Bishop de Mazenod’s “heart as big as the world” was not limited to the missionary zeal of the Oblates sent outside of France. He had a sense of communion with the Church throughout the world, especially in areas where there was suffering. As Bishop of Marseilles he made his diocese aware of these issues and involved them in collecting material help. We come across one example regarding the Church in Spain.
Eugene wrote in his Diary:
Letter from the archbishop of Paris. He informed me that the minister took offence at the publication he had made of the jubilee by his pastoral letter
Lamirande gives the background:
“The trials which the Church in Spain experienced around 1840 naturally attracted the attention of Bishop de Mazenod. These difficulties had their origin in the political conflict which opposed the regent Maria Christina and the pretender to the throne, Don Carlos. Rome, though maintaining diplomatic relations with Madrid, refused to recognize the Regent. Hence inextricable embarrassments occured apropos of the appointment of bishops, etc. The partisans of Christina carried out copious reprisals against the Carlists: arrests of bishops, priests and monks, discontinuing ecclesiastical salaries, appointing administrators of vacant dioceses contrary to canon law, etc. Gregory XVI denounced these machinations in a consistorial allocution of February 1, 1840. The Government of Spain protested and the Holy Father, in March 1842, replied with an encyclical prescribing the celebration of a jubilee in favour of the Church in Spain.” ( Selected Oblate Studies and Texts, p. 313)

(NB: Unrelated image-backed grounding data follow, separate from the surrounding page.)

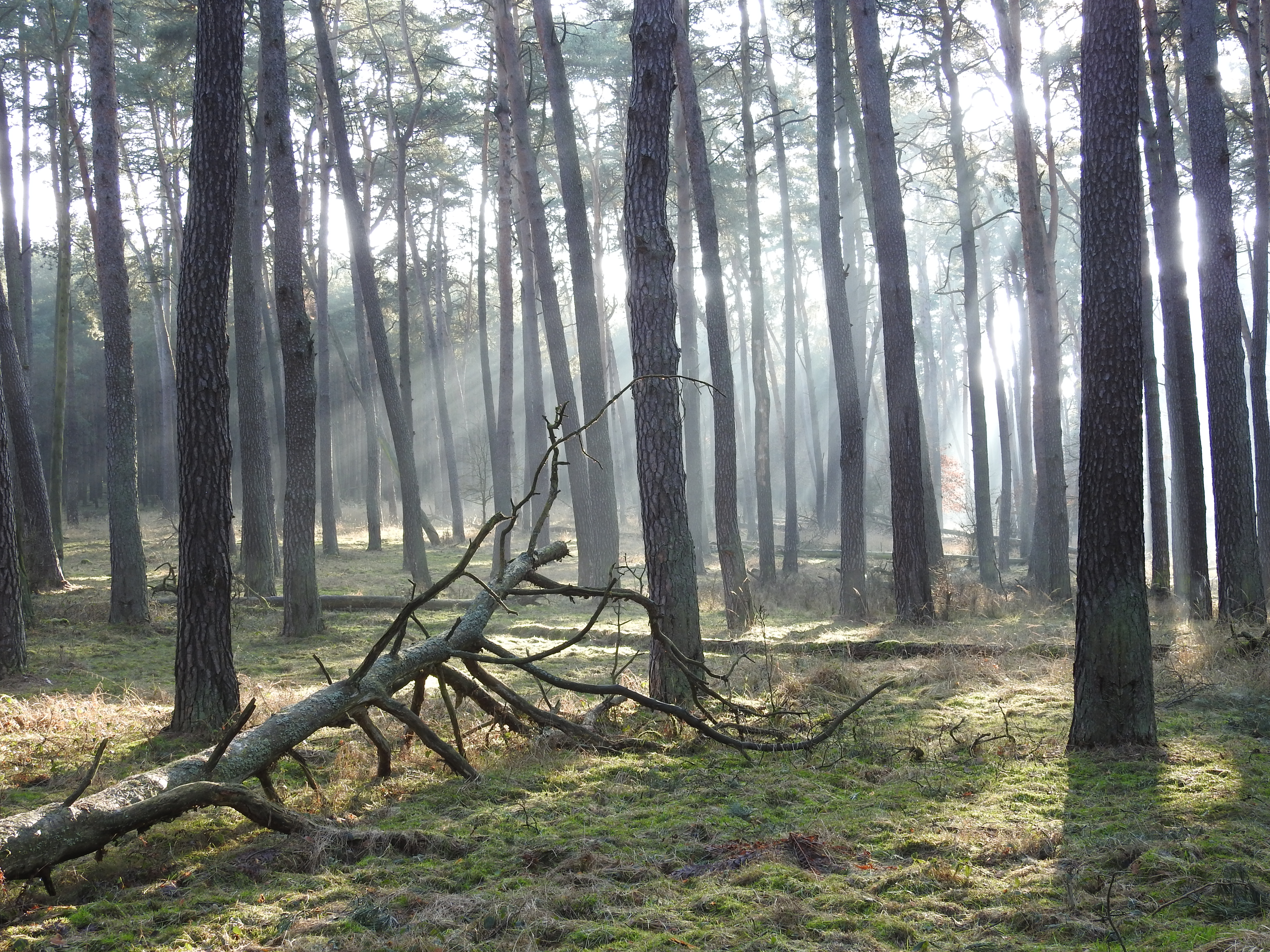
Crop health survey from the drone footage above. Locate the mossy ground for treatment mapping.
[0,520,1270,952]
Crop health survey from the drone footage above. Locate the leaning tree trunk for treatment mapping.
[624,0,702,702]
[258,0,322,639]
[1226,0,1270,596]
[993,0,1072,602]
[171,0,243,732]
[931,0,999,585]
[758,0,812,575]
[0,82,66,591]
[494,0,594,566]
[533,0,618,585]
[674,0,753,631]
[88,0,150,624]
[843,0,933,622]
[1067,0,1156,749]
[0,348,27,678]
[740,0,780,585]
[232,126,277,597]
[815,0,869,621]
[309,0,432,585]
[1181,0,1265,618]
[1142,0,1213,618]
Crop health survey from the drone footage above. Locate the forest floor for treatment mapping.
[0,519,1270,952]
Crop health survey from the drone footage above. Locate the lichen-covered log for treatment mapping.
[0,533,569,880]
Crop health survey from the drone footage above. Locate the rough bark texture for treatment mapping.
[232,122,277,597]
[171,0,243,732]
[851,0,933,621]
[624,0,702,702]
[309,0,432,585]
[533,0,618,586]
[1067,0,1156,749]
[815,0,869,621]
[940,0,999,585]
[258,0,322,637]
[1181,0,1265,618]
[993,0,1072,602]
[674,6,753,631]
[494,0,594,563]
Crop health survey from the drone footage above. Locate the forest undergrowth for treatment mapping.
[0,519,1270,952]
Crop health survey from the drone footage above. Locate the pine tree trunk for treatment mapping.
[171,0,243,734]
[1067,0,1156,749]
[258,0,322,639]
[232,129,277,595]
[993,0,1072,603]
[533,0,618,585]
[494,0,594,558]
[940,0,999,585]
[0,330,27,678]
[1181,0,1265,618]
[739,0,776,585]
[674,103,710,575]
[674,0,753,631]
[843,0,933,622]
[1227,0,1270,596]
[624,0,702,701]
[86,0,150,624]
[309,0,432,585]
[814,0,869,621]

The French government supported the schismatic Christina and had taken offense at French bishops who promoted the Jubilee. Eugene’s reaction was to be unafraid and to write a circular letter to his diocese:
It does not matter, I will not hesitate, in this matter, to show myself united in thought and will with the head of the Church. I will no less express my horror for the schism into which some desire to drag the Church of Spain.